“Ha resuscitato le mie figlie”
Queste sono le parole di ringraziamento rivolte dalla mamma delle due gemelle siamesi, Ervina e Prefina, al responsabile dell’equipe medica Carlo Marras. È infatti solamente merito di quest’ultimo, coordinatore di un’unità composta da 30 persone (tra infermieri, medici e chirurghi), se l’impossibile è “divenuto realtà”.
Un’operazione complessa, svolta in 3 fasi – l’ultima della durata di ben 18 ore -, e soprattutto senza precedenti nella storia della medicina italiana. Le due pazienti presentavano una situazione clinica rarissima, essendo craniopagi totali, ossia unite a livello cranico e a livello del sistema venoso. L’intervento, strutturato con le più innovative tecnologie, ha richiesto quindi un’elevata dose di competenza e di organizzazione, ed è stato altresì accompagnato da rischi, che al momento sembrano esser stati sventati.
Il percorso di Ervina e Prefina ha inizio nel luglio del 2018, quando Mariella Enoc, presidente del Bambino Gesù di Roma, durante una missione in Centrafrica, fa la conoscenza delle due gemelle, decidendo di portarle a Roma per permettere ad una squadra medica di seguire il loro caso con i migliori strumenti. Le pazienti, che hanno recentemente compiuto i due anni di vita, presentavano fin da subito personalità diverse; affinché esse si conoscessero e venissero riconosciute veniva perciò utilizzato un sistema di specchi. Da quel momento in poi, gli esperti non hanno mai smesso di lavorare al caso.
La questione più critica riguardava la rete di vasi sanguigni che le pazienti condividevano in più punti: intervenire in quell’ambito comportava infatti un alto rischio di ischemie ed emorragie cerebrali, e per tale motivo la fase preparatoria all’intervento si è basata su un modello in 3D rappresentante la scatola cranica delle bambine. Il fine era quello di arrivare a costruire due sistemi venosi indipendenti, in grado di contenere tutto il carico di sangue dal cervello al cuore. Giunti a questo punto, sono poi state effettuate le 3 operazioni: la prima a maggio 2019, la seconda a giugno 2019, e l’ultima a giugno 2020, la quale ha condotto alla separazione definitiva.
A rendere straordinario l’operato del Bambino Gesù è inoltre il fatto che un simile intervento è stato realizzato solamente due volte, ed entrambe a Londra; anche in questo caso, la separazione dei gemelli craniopagi totali è avvenuta con successo.
Attualmente, Ervina e Prefina sono ancora sotto osservazione, e stanno affrontando un percorso di riabilitazione che le porterà a condurre una “vita normale”.
Per quando concerne il lavoro svolto dall’ospedale, invece, sono giunti esclusivamente commenti di approvazione e di lode nei confronti dell’equipe. Erminia, la mamma delle gemelline, ha mostrato enorme riconoscenza verso tutti coloro che hanno preso parte alla vicenda, augurandosi che le sue figlie possano un giorno studiare Medicina e curare anch’esse altri bambini. Le congratulazioni sono inoltre arrivate dal presidente della Regione Lazio Nicola Zingaretti, così come dall’assessore alla Sanità Alessio D’Amato, entrambi orgogliosi di questo “miracolo” tutto italiano.
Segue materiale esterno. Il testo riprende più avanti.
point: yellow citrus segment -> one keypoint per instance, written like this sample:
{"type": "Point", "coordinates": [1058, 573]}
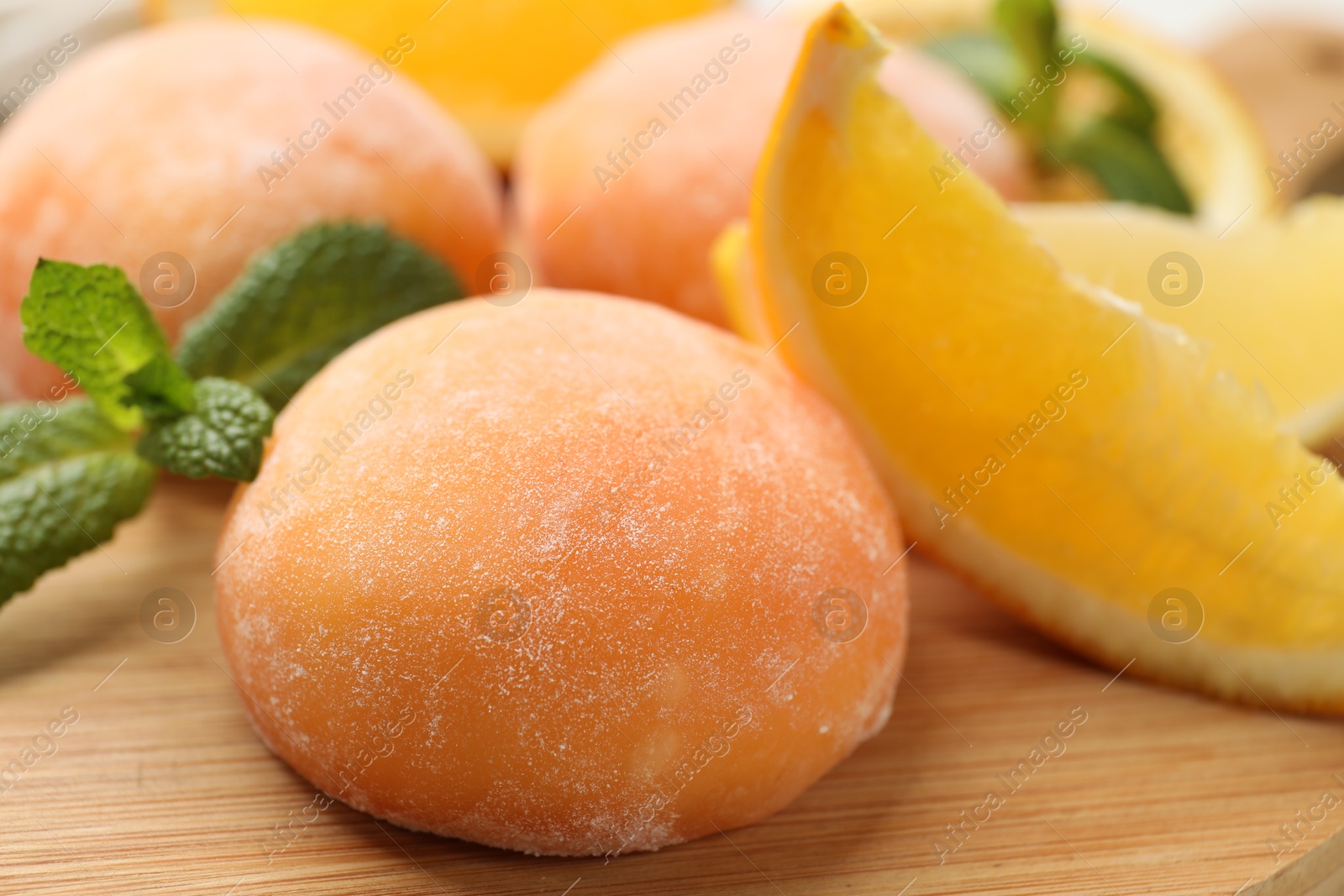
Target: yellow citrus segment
{"type": "Point", "coordinates": [1070, 454]}
{"type": "Point", "coordinates": [1265, 295]}
{"type": "Point", "coordinates": [1205, 130]}
{"type": "Point", "coordinates": [491, 62]}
Da ciò che si evince tramite il web ed i canali social, anche i cittadini italiani si sono rivelati entusiasti dell’impresa realizzata dagli
operatori. Gli elogi elargiti riguardano, in particolare, i progressi medici che hanno permesso l’intervento, e l’immagine positiva di un’Italia che genera salvezza.
Tuttavia, neanche di fronte ad una così grande celebrazione di vita sono mancati dei commenti razzisti, a sottolineare quanto, sotto altri punti di vista, abbiamo ancora da imparare. Tali commenti esprimono stoltamente l’idea che le gemelline siano state curate con tanto interesse solo perché “straniere”, in quanto un simile trattamento, a detta di queste persone, non sarebbe mai stato riservato a dei cittadini italiani.
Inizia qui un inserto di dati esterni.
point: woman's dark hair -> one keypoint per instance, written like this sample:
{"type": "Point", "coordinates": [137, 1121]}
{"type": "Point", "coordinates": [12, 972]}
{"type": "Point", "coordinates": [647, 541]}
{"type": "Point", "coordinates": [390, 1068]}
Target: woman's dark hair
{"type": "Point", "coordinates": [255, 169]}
La domanda che sorge spontanea è perché, in una situazione del genere, ci si possa arrogare il diritto di contestare non tanto la medicina, quanto i pazienti a cui essa si rivolge. O meglio: il salvataggio di due vite non è un risultato da celebrare sempre e comunque, senza tirare in ballo i “se” o i “ma”?
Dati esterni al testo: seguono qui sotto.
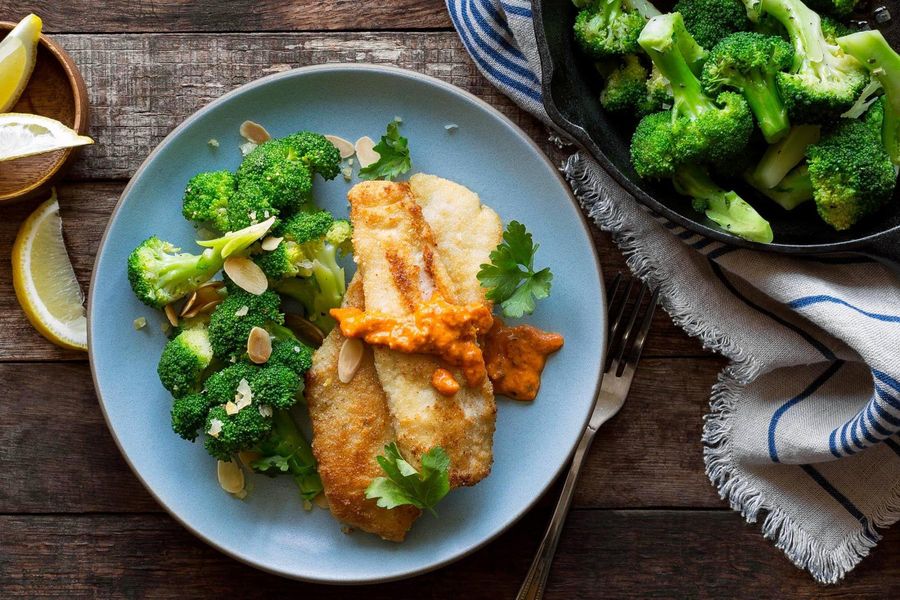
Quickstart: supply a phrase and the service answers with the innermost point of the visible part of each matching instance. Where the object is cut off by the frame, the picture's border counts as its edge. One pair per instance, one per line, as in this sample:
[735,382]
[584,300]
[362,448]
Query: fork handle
[536,579]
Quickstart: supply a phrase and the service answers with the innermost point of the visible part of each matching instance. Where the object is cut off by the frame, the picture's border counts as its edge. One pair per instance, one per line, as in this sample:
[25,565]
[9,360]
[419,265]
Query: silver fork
[626,340]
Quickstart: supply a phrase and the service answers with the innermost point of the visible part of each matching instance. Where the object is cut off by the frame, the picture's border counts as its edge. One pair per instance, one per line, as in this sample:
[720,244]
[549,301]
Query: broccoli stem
[780,158]
[725,208]
[872,50]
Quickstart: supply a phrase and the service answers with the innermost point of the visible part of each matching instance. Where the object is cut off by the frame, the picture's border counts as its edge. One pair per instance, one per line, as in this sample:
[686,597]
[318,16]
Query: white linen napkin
[804,423]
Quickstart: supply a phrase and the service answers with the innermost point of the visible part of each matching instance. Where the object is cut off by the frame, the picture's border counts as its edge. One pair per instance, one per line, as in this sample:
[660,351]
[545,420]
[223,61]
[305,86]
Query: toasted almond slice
[349,359]
[259,345]
[231,476]
[270,243]
[246,274]
[254,132]
[365,151]
[172,314]
[344,146]
[306,329]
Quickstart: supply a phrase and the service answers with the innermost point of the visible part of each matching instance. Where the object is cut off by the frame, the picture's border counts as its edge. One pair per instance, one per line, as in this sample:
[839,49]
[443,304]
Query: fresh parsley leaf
[405,485]
[510,277]
[394,160]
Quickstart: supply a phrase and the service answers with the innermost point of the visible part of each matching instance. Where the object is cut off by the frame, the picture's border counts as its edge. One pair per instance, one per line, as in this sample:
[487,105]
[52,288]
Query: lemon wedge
[24,135]
[45,281]
[18,51]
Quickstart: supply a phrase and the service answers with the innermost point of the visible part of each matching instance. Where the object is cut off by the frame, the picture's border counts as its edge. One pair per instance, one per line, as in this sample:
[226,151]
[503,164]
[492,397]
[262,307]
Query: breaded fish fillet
[351,426]
[402,267]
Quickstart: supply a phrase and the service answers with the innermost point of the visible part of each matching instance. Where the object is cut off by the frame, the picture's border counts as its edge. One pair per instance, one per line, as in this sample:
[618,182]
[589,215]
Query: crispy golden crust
[351,426]
[402,266]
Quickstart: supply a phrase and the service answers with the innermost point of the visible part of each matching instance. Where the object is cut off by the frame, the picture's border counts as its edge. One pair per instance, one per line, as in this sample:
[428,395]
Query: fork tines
[627,328]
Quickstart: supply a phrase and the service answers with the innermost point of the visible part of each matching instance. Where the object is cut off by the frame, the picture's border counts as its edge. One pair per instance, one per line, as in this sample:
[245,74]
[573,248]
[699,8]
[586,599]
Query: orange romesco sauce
[442,380]
[437,327]
[515,358]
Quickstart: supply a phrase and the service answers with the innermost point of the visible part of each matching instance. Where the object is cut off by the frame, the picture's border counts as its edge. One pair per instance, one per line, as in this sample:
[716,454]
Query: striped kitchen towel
[804,423]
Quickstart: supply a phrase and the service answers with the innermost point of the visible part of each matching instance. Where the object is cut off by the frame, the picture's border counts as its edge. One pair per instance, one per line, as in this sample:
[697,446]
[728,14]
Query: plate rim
[300,72]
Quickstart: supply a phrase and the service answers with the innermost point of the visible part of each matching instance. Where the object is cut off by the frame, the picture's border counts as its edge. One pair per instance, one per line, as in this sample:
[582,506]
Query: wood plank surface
[56,454]
[603,554]
[230,15]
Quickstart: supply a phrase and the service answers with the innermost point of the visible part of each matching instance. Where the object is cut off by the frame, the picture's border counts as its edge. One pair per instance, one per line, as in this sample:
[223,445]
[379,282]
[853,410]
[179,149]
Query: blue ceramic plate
[487,153]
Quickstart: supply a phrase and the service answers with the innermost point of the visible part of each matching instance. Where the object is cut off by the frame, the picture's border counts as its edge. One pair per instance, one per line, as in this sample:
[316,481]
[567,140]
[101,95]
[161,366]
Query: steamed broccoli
[697,129]
[873,51]
[823,81]
[725,208]
[206,199]
[749,62]
[851,172]
[608,28]
[232,320]
[710,21]
[159,274]
[184,360]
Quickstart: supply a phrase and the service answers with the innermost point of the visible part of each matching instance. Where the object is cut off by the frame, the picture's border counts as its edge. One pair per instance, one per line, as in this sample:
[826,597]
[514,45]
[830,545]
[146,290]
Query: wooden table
[75,522]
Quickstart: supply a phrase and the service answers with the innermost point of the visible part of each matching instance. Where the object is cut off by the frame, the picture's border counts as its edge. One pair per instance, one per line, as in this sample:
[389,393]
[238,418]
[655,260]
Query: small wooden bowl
[56,90]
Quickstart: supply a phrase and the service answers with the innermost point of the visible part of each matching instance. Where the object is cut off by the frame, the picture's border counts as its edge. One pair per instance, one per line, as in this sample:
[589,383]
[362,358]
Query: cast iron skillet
[571,88]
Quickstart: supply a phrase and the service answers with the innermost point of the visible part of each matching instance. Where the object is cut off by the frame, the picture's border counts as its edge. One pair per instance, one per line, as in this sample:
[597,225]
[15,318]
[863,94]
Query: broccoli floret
[189,415]
[823,81]
[728,210]
[237,432]
[749,62]
[309,252]
[232,320]
[873,51]
[276,174]
[206,199]
[710,21]
[608,28]
[314,149]
[183,361]
[276,386]
[160,274]
[699,129]
[851,172]
[286,451]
È evidente che, nonostante queste piccole-grandi vittorie, la strada da percorrere per una medicina che “salvi davvero” è ancora lunga. E questo per il semplice fatto che i primi medici, nella vita di tutti i giorni, dovremmo essere noi: disposti alla cura e all’aiuto nei confronti del prossimo, indipendentemente da fattori di sesso, razza o religione.